When Nirvana was inducted into the Rock and Roll Hall of Fame in 2014, they could have asked any singer in the world to join them on stage. They asked Joan Jett. This is just one of many of examples of the importance of Joan Jett and The Blackhearts to rock and roll.
Here's some more: she has three albums that have been certified platinum or gold, she's hit #1 on the Billboard Hot 100, was the first American act of any kind to perform behind the Iron Curtain, and in 2015 Joan Jett & the Blackhearts were inducted into the Rock and Roll Hall of Fame themselves. And she fought for every single one of those achievements.
After the Runaways broke up in 1979 and Jett became a solo act, she tried to get a record label to distribute her new album. She was famously rejected by 23 different labels. She decided to do it herself and co-founded Blackheart Records in 1980, making her the first female artist to own and have direct control over an independent record company (awesome fact: in making her record, Bad Reputation, she got help from an unlikely source — The Who — who let Jett use their recording facilities).

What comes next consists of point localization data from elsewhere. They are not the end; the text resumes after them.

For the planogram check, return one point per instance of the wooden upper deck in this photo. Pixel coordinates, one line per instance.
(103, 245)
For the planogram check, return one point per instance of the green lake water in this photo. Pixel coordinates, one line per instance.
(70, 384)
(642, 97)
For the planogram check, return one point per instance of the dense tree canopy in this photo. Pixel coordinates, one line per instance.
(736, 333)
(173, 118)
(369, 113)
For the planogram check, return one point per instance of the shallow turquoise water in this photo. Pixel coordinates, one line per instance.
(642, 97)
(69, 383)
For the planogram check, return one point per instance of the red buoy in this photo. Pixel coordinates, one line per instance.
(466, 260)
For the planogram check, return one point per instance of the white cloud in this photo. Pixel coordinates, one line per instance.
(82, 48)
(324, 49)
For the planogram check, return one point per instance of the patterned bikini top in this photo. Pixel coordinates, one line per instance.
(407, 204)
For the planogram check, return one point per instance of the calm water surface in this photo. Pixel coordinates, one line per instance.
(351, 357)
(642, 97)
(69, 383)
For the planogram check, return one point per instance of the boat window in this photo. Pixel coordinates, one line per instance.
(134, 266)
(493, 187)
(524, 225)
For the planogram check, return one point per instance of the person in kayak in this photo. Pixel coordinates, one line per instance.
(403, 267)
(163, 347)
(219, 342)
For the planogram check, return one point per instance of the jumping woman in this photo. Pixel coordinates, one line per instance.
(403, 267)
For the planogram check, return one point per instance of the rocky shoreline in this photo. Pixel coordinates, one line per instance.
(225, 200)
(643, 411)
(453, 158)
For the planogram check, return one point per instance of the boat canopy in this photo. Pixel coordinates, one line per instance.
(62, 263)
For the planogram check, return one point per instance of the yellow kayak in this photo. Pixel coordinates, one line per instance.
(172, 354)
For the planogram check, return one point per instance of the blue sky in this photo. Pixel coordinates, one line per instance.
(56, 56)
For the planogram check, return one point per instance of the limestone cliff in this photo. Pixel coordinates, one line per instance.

Then a concert in the Spring of 1981 at the Palladium in New York City proved to be a turning point. It was described by music journalists as a "career-defining performance" by Jett, and it helped solidify a strong New York following for Joan Jett & the Blackhearts, which still exists to this day. As we kick off our series of prints for Joan Jett and The Blackhearts, we wanted to create a gig-poster for that Palladium concert where she showed the world (and those 23 record companies) there was a new force in rock and roll.